In a response provided to Ploonge, AmpMe disputed some of the claims made.
The company said its users aren’t paying $520 a year — what a $10-a-week subscription would add up to if users stayed subscribed. Instead, AmpMe said that among its paying users, its average annual subscription revenue is about $75. This would indicate that users are taking advantage of the free trial and canceling the subscription after some time. AmpMe also said that internally, this reinforced its belief that its pricing is transparent and its opt-out procedures are easy.
The company, however, hasn’t had a big answer as to why its App Store app list is littered with fake reviews, choosing instead to blame an anonymous third party.
“Over the years, like most startups, we’ve hired outside consultants to help us with app store marketing and optimization. More oversight is needed and this is what we are currently working on,” said a statement sent by an unnamed AmpMe representative. (They signed the email “The AmpMe Team.”)

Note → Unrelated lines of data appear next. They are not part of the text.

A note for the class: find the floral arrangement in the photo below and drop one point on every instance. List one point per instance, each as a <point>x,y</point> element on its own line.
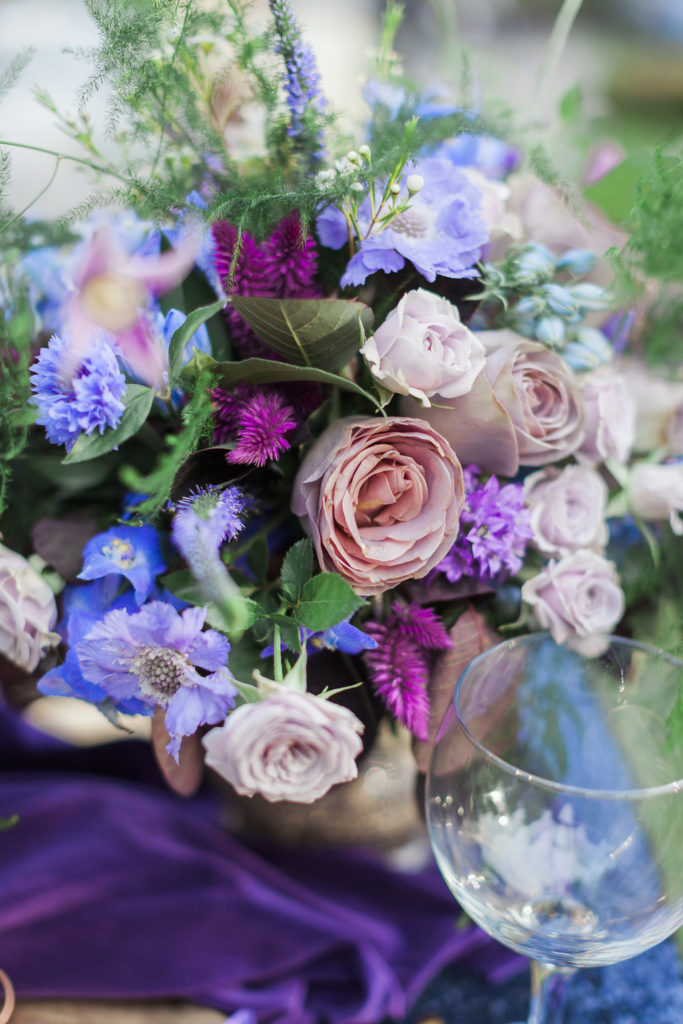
<point>290,418</point>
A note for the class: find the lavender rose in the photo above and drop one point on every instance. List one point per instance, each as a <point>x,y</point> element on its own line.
<point>525,409</point>
<point>567,509</point>
<point>423,348</point>
<point>291,747</point>
<point>656,493</point>
<point>578,598</point>
<point>28,611</point>
<point>380,499</point>
<point>609,420</point>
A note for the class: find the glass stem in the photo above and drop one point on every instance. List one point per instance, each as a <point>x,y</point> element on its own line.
<point>550,985</point>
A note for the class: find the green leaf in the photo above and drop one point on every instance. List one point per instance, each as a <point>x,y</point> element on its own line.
<point>184,333</point>
<point>322,333</point>
<point>270,372</point>
<point>570,103</point>
<point>326,600</point>
<point>297,569</point>
<point>138,402</point>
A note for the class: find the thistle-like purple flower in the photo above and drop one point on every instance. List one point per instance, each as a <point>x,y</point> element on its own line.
<point>499,523</point>
<point>302,82</point>
<point>398,667</point>
<point>90,399</point>
<point>154,655</point>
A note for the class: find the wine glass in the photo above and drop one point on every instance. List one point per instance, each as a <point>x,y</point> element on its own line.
<point>555,806</point>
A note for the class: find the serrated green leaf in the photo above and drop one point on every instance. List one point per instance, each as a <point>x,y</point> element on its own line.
<point>297,568</point>
<point>322,333</point>
<point>269,372</point>
<point>326,600</point>
<point>138,402</point>
<point>184,333</point>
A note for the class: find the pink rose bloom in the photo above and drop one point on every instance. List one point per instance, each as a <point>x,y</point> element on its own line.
<point>525,409</point>
<point>579,599</point>
<point>655,493</point>
<point>610,418</point>
<point>291,747</point>
<point>567,509</point>
<point>423,348</point>
<point>381,500</point>
<point>28,612</point>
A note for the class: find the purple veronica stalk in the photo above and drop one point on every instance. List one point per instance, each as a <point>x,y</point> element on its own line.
<point>399,665</point>
<point>302,82</point>
<point>90,399</point>
<point>499,524</point>
<point>440,233</point>
<point>133,552</point>
<point>154,655</point>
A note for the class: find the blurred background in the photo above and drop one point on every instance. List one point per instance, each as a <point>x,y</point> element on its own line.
<point>620,80</point>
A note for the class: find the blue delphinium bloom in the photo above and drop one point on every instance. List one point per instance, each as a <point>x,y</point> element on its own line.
<point>154,656</point>
<point>440,233</point>
<point>133,552</point>
<point>91,400</point>
<point>83,607</point>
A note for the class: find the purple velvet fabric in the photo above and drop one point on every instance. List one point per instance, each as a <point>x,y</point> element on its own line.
<point>114,888</point>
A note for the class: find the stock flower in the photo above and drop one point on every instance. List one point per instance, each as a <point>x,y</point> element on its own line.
<point>655,493</point>
<point>28,611</point>
<point>440,233</point>
<point>154,655</point>
<point>423,348</point>
<point>578,598</point>
<point>113,294</point>
<point>89,399</point>
<point>133,552</point>
<point>567,509</point>
<point>291,745</point>
<point>381,500</point>
<point>398,666</point>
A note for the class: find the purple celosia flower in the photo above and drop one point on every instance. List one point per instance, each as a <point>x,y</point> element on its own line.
<point>399,665</point>
<point>302,81</point>
<point>261,422</point>
<point>440,233</point>
<point>133,552</point>
<point>90,399</point>
<point>154,655</point>
<point>493,547</point>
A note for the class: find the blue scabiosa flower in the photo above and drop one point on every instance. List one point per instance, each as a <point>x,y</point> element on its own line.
<point>154,656</point>
<point>91,399</point>
<point>133,552</point>
<point>440,233</point>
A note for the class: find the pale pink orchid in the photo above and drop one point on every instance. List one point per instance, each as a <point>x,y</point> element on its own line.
<point>113,294</point>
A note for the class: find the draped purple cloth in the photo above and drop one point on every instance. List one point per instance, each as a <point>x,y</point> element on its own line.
<point>114,888</point>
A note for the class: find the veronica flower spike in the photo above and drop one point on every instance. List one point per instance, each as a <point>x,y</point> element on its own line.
<point>113,293</point>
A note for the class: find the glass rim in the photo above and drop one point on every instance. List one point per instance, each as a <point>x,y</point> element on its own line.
<point>644,793</point>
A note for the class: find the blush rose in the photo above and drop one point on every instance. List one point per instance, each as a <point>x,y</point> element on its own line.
<point>292,747</point>
<point>423,348</point>
<point>381,500</point>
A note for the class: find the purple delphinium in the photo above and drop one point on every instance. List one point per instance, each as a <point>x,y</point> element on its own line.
<point>440,233</point>
<point>91,399</point>
<point>495,528</point>
<point>154,655</point>
<point>398,667</point>
<point>302,82</point>
<point>133,552</point>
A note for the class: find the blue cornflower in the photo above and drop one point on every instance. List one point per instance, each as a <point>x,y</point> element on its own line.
<point>133,552</point>
<point>440,233</point>
<point>154,656</point>
<point>90,400</point>
<point>83,607</point>
<point>302,81</point>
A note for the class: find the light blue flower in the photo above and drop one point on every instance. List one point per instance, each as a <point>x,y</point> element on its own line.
<point>133,552</point>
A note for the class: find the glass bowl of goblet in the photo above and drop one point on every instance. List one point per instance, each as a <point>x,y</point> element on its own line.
<point>555,804</point>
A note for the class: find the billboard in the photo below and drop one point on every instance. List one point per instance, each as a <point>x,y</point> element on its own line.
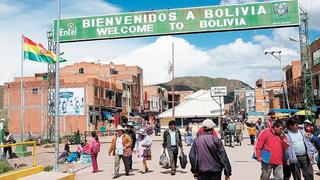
<point>71,101</point>
<point>218,91</point>
<point>180,21</point>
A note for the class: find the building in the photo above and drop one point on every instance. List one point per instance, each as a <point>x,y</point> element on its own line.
<point>268,95</point>
<point>315,69</point>
<point>90,93</point>
<point>244,101</point>
<point>196,107</point>
<point>155,99</point>
<point>179,96</point>
<point>294,84</point>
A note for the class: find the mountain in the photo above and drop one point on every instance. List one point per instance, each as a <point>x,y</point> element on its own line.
<point>195,83</point>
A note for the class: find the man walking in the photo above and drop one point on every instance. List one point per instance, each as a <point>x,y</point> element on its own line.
<point>130,132</point>
<point>208,157</point>
<point>172,141</point>
<point>269,149</point>
<point>121,148</point>
<point>300,152</point>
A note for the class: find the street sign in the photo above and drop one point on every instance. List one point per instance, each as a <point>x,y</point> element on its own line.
<point>180,21</point>
<point>218,91</point>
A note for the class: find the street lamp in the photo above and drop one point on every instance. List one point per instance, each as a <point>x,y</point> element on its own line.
<point>278,57</point>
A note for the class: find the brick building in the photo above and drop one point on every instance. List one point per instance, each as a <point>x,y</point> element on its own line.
<point>315,68</point>
<point>155,99</point>
<point>89,93</point>
<point>294,84</point>
<point>268,95</point>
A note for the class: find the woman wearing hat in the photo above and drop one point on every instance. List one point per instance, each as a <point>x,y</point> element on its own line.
<point>143,148</point>
<point>121,148</point>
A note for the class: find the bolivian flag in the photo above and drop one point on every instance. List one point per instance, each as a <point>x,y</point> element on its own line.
<point>36,52</point>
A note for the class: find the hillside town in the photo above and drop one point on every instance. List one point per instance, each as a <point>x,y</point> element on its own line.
<point>241,104</point>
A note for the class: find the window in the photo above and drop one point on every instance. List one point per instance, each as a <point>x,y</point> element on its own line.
<point>81,71</point>
<point>316,57</point>
<point>35,91</point>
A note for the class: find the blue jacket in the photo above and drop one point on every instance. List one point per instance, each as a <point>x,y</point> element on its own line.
<point>290,153</point>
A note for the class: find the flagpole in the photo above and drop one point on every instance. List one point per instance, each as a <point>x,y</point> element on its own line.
<point>57,130</point>
<point>22,94</point>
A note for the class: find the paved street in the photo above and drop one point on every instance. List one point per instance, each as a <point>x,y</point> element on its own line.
<point>243,167</point>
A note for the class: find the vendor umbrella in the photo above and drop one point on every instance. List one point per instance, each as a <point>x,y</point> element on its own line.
<point>303,113</point>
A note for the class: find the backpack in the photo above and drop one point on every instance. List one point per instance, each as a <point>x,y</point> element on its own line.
<point>183,160</point>
<point>164,161</point>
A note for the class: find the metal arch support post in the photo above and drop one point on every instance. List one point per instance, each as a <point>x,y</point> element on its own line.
<point>51,88</point>
<point>306,63</point>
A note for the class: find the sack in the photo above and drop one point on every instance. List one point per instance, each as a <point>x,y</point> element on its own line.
<point>147,154</point>
<point>164,161</point>
<point>127,152</point>
<point>183,160</point>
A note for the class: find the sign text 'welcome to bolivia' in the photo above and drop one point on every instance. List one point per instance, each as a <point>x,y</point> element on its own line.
<point>179,21</point>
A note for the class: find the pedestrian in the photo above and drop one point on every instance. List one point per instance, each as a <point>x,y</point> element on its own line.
<point>120,148</point>
<point>308,128</point>
<point>143,148</point>
<point>269,150</point>
<point>172,142</point>
<point>95,149</point>
<point>259,126</point>
<point>130,132</point>
<point>208,157</point>
<point>8,139</point>
<point>188,136</point>
<point>201,129</point>
<point>300,152</point>
<point>252,132</point>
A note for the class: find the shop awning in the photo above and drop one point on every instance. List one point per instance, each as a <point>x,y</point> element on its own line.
<point>284,110</point>
<point>107,114</point>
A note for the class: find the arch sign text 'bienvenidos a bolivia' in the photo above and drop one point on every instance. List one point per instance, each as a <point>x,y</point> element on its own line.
<point>179,21</point>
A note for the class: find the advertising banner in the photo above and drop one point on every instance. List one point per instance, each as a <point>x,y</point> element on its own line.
<point>71,101</point>
<point>180,21</point>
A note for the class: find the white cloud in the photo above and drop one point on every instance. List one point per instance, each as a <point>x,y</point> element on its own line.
<point>14,21</point>
<point>311,6</point>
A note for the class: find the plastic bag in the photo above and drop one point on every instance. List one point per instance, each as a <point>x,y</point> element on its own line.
<point>183,160</point>
<point>164,161</point>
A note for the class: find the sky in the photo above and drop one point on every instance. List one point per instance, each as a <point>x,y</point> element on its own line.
<point>234,55</point>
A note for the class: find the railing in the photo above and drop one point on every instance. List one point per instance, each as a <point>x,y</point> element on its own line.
<point>24,143</point>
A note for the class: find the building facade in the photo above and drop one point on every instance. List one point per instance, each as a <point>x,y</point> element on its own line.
<point>294,84</point>
<point>90,93</point>
<point>268,95</point>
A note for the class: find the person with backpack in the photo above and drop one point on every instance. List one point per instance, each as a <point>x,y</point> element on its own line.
<point>208,157</point>
<point>130,132</point>
<point>121,149</point>
<point>95,149</point>
<point>8,139</point>
<point>143,148</point>
<point>300,152</point>
<point>172,142</point>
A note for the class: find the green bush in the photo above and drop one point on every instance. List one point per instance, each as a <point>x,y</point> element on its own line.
<point>5,166</point>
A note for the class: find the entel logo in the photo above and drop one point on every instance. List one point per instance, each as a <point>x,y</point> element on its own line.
<point>70,31</point>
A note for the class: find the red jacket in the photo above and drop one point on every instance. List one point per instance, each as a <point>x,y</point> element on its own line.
<point>272,143</point>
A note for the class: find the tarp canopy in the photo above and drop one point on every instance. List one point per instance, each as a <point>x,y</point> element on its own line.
<point>303,113</point>
<point>198,104</point>
<point>107,114</point>
<point>284,110</point>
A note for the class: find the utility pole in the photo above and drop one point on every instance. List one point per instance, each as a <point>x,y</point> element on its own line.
<point>172,83</point>
<point>306,63</point>
<point>284,93</point>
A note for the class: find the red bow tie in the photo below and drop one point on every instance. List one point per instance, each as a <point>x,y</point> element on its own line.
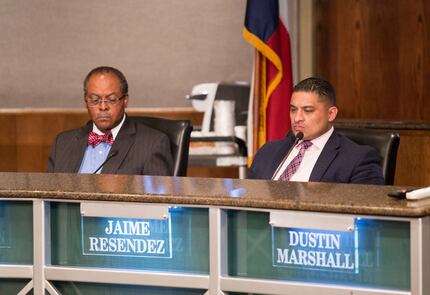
<point>94,139</point>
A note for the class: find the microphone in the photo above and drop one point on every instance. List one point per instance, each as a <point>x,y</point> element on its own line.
<point>110,156</point>
<point>299,136</point>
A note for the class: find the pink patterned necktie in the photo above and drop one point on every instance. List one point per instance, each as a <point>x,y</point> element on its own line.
<point>295,163</point>
<point>94,139</point>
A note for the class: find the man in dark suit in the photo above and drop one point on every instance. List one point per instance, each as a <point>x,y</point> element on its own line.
<point>322,155</point>
<point>124,145</point>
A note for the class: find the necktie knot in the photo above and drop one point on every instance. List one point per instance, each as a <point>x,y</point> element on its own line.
<point>94,139</point>
<point>296,161</point>
<point>305,144</point>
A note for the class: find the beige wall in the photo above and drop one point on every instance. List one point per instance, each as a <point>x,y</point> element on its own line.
<point>163,47</point>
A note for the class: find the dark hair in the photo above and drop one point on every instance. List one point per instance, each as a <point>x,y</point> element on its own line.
<point>320,86</point>
<point>103,70</point>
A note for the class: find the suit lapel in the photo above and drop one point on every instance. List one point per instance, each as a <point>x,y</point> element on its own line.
<point>123,142</point>
<point>328,154</point>
<point>77,149</point>
<point>280,154</point>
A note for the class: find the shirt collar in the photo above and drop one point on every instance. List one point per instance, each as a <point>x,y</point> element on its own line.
<point>321,140</point>
<point>114,130</point>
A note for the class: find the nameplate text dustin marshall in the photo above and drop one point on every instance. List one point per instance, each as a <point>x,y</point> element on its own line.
<point>316,250</point>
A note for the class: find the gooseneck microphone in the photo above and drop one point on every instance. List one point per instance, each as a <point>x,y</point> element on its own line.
<point>110,156</point>
<point>299,136</point>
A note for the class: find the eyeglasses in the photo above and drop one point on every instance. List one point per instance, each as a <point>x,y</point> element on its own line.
<point>95,101</point>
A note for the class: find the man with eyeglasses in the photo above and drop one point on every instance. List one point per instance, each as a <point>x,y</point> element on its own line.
<point>111,142</point>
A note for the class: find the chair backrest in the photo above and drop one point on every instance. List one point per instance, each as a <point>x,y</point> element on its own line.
<point>204,95</point>
<point>386,142</point>
<point>179,132</point>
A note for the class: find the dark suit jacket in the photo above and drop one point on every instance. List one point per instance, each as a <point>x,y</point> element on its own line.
<point>340,161</point>
<point>141,151</point>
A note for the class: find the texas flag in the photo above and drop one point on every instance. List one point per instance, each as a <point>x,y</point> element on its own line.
<point>272,82</point>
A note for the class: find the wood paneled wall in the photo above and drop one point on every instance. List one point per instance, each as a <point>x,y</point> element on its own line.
<point>377,55</point>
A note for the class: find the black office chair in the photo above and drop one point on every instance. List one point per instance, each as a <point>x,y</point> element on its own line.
<point>179,132</point>
<point>386,142</point>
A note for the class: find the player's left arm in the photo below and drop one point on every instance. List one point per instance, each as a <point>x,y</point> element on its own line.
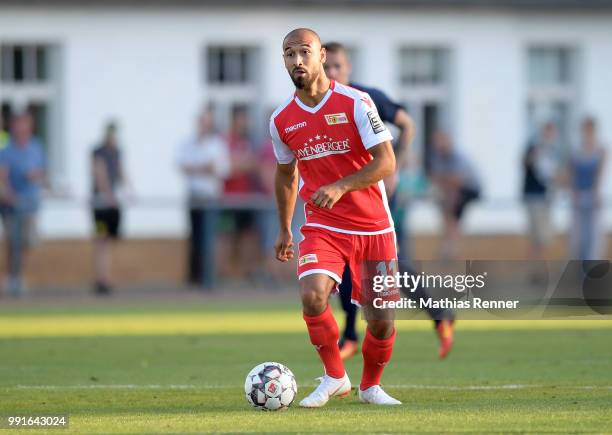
<point>382,165</point>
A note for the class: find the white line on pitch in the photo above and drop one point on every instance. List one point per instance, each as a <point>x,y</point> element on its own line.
<point>209,387</point>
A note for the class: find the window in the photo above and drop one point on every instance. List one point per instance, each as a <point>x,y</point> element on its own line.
<point>232,81</point>
<point>28,82</point>
<point>422,66</point>
<point>552,89</point>
<point>230,65</point>
<point>425,90</point>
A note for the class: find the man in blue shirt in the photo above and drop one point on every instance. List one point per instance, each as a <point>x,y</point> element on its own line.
<point>338,67</point>
<point>21,177</point>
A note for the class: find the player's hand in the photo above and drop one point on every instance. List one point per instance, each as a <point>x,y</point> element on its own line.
<point>327,195</point>
<point>284,246</point>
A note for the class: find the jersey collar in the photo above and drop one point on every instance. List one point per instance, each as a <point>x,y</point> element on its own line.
<point>315,109</point>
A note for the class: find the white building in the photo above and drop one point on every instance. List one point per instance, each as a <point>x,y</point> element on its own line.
<point>487,71</point>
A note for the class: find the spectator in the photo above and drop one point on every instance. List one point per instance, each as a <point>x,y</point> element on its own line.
<point>4,137</point>
<point>244,248</point>
<point>205,162</point>
<point>108,176</point>
<point>458,185</point>
<point>585,170</point>
<point>540,167</point>
<point>22,175</point>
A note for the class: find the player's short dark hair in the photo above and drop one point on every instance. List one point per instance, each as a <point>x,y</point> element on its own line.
<point>302,29</point>
<point>335,47</point>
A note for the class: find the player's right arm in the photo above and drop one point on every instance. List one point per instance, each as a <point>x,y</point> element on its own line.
<point>285,189</point>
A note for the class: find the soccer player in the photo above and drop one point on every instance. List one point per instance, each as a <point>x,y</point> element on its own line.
<point>338,67</point>
<point>333,136</point>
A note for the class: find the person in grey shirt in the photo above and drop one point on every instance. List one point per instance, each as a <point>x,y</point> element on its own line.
<point>22,174</point>
<point>107,177</point>
<point>585,169</point>
<point>458,185</point>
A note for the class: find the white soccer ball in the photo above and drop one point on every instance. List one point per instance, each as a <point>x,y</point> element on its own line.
<point>270,386</point>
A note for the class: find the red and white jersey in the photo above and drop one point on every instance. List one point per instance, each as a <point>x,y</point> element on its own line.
<point>331,141</point>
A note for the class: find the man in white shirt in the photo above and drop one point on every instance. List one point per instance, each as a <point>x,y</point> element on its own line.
<point>205,162</point>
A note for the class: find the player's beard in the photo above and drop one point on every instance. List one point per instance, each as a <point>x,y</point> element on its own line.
<point>302,82</point>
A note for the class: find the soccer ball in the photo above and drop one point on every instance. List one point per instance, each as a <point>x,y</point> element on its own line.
<point>270,386</point>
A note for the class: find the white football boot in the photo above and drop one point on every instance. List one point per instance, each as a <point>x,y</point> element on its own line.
<point>377,396</point>
<point>328,388</point>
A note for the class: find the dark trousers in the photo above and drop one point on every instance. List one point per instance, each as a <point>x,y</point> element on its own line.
<point>203,223</point>
<point>196,254</point>
<point>350,309</point>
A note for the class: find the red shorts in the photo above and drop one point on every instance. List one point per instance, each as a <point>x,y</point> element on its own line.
<point>327,252</point>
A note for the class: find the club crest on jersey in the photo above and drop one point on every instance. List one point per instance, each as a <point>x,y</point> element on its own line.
<point>308,258</point>
<point>336,118</point>
<point>321,146</point>
<point>377,125</point>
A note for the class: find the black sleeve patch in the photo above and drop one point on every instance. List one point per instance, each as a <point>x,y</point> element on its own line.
<point>377,125</point>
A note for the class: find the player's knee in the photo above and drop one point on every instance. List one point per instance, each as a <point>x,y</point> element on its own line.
<point>314,300</point>
<point>381,329</point>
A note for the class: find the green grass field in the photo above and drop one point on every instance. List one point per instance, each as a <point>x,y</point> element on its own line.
<point>181,369</point>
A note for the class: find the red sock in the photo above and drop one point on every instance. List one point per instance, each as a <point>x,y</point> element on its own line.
<point>376,354</point>
<point>324,334</point>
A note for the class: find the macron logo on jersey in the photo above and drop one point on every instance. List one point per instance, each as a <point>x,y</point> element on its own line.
<point>314,148</point>
<point>295,127</point>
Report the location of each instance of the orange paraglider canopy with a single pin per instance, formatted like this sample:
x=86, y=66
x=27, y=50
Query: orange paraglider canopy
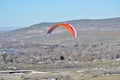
x=67, y=26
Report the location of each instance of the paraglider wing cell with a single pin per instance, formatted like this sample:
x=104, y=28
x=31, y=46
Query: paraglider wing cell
x=68, y=27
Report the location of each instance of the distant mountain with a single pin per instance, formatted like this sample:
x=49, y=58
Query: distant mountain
x=88, y=30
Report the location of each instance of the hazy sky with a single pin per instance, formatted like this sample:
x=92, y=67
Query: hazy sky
x=23, y=13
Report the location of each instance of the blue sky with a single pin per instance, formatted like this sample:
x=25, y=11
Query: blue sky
x=23, y=13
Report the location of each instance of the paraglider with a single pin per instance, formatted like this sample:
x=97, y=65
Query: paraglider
x=67, y=26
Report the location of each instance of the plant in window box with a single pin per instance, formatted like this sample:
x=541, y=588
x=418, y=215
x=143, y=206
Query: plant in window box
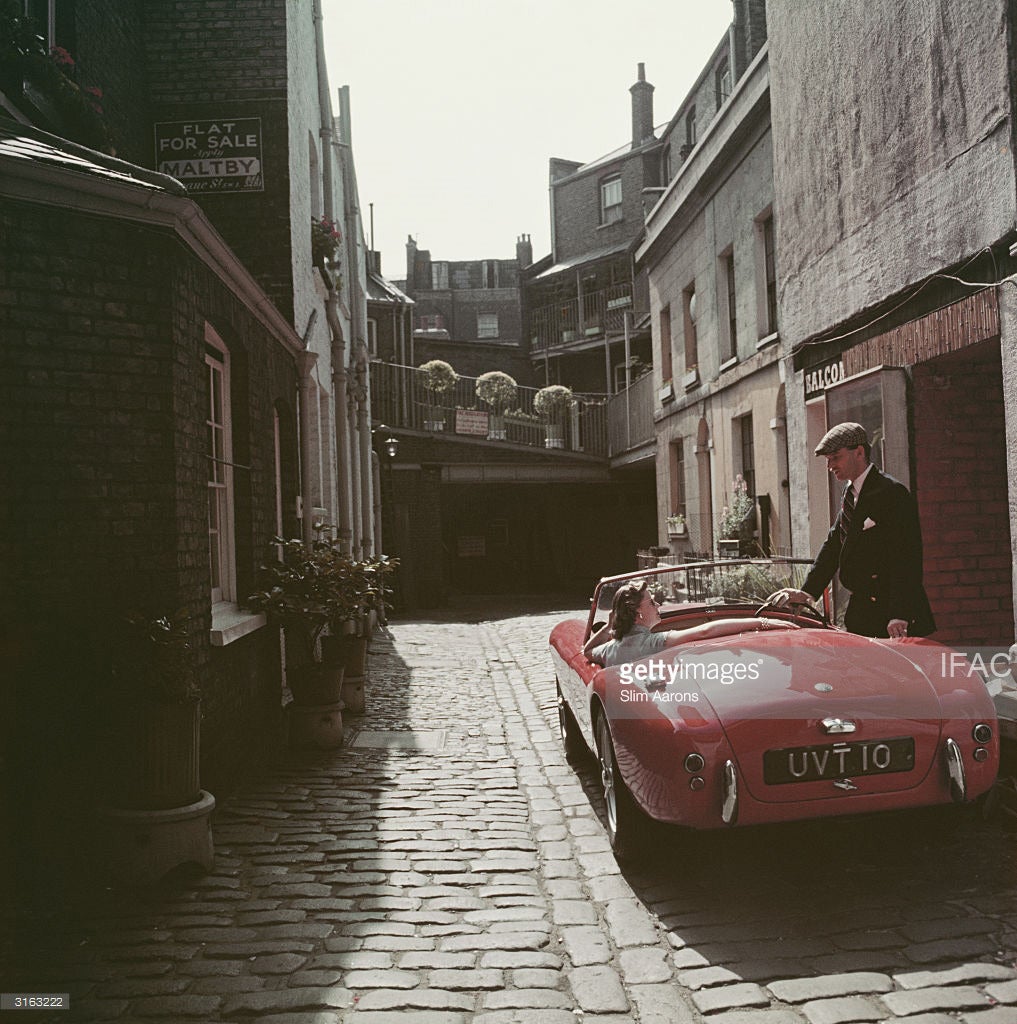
x=437, y=378
x=368, y=588
x=498, y=390
x=551, y=403
x=155, y=718
x=48, y=83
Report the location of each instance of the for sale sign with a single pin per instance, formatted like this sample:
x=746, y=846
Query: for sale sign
x=214, y=156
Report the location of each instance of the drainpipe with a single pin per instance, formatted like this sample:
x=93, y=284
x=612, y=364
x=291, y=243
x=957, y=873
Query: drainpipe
x=376, y=478
x=354, y=476
x=305, y=368
x=361, y=467
x=364, y=429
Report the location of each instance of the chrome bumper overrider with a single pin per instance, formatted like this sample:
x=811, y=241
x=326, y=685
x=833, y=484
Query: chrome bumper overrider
x=955, y=768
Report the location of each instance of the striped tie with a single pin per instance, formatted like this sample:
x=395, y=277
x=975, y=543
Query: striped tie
x=847, y=511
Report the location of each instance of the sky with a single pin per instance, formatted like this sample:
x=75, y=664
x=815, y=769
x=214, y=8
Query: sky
x=457, y=105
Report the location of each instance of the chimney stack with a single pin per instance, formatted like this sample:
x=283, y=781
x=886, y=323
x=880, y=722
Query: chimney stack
x=523, y=251
x=642, y=109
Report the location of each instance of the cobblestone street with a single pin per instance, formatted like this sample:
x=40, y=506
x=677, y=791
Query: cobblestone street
x=448, y=865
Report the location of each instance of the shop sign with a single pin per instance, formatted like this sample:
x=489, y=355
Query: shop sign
x=471, y=421
x=818, y=379
x=217, y=156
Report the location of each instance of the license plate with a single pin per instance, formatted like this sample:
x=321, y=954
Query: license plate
x=812, y=764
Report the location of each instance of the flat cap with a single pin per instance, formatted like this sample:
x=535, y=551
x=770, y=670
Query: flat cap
x=843, y=435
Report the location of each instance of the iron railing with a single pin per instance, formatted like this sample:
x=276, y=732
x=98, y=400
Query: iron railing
x=630, y=417
x=398, y=398
x=573, y=321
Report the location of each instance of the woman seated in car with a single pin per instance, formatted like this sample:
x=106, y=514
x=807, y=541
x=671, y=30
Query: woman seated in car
x=628, y=634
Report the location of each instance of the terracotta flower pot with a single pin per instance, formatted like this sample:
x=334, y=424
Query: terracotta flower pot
x=154, y=756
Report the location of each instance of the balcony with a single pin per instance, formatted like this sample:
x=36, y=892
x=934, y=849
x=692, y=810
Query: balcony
x=574, y=323
x=630, y=418
x=399, y=400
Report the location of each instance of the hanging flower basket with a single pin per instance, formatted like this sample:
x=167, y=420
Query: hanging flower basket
x=497, y=389
x=325, y=241
x=437, y=378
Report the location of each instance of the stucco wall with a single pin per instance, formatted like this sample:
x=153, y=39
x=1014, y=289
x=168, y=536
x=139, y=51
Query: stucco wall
x=737, y=190
x=891, y=141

Additionally, the company said it was responding to this recent feedback by releasing a new version of the app at a lower price.
“We have always adhered to Apple’s signature guidelines and are continually working to ensure their high standards are met,” the email read. “We also respect and value community feedback. Therefore, a new version of the app with a lower price has already been submitted to the App Store for review.”
That version has already been released and sees the weekly subscription reduced to $4.99 from $9.99.
Today, Eleftheriou tells us that it looks like a manual cleanup of fake reviews is underway.
On Monday at 11am, he documented that the app had 54,080 reviews. Tuesday at 9pm, after AmpMe it saw a little fair in bad Press, the app’s review count has dropped to 53,028. At 7am on Wednesday, the revision count had dropped again to 50,693. But the app’s overall rating was not significantly impacted. This could be because the reviews being removed are those submitted by fake App Store users, rather than ones where the app has received a five-star rating, but no review text or reviewer name is visible. This means that the cleaning process will make it less obvious that the app has purchased fake reviews.
Also of interest, perhaps, is AmpMe’s CEO: Canadian tech entrepreneur Martin-Luc Archambault. Your Wajam software turned into adware has already been investigated by the Office of the Privacy Commissioner of Canada (OPC), and found to have violated Canadian internet privacy laws collecting user data without consent. He also used various methods to avoid detection by antivirus software, reports claimed at the time. When OPC announced its findings, Archambault claimed that the Canadian user’s data in question had been destroyed and Wajam had sold its assets to a Chinese company. Over its lifetime, the adware was installed millions of times, according to the OPC report.
In other words, this doesn’t sound like someone who is opposed to buying some fake reviews!
AmpMe did not respond to questions other than its original statement, and Apple did not respond to a request for comment.
To date, AmpMe has raised $10 million in VC funding through Crunchbase Dice.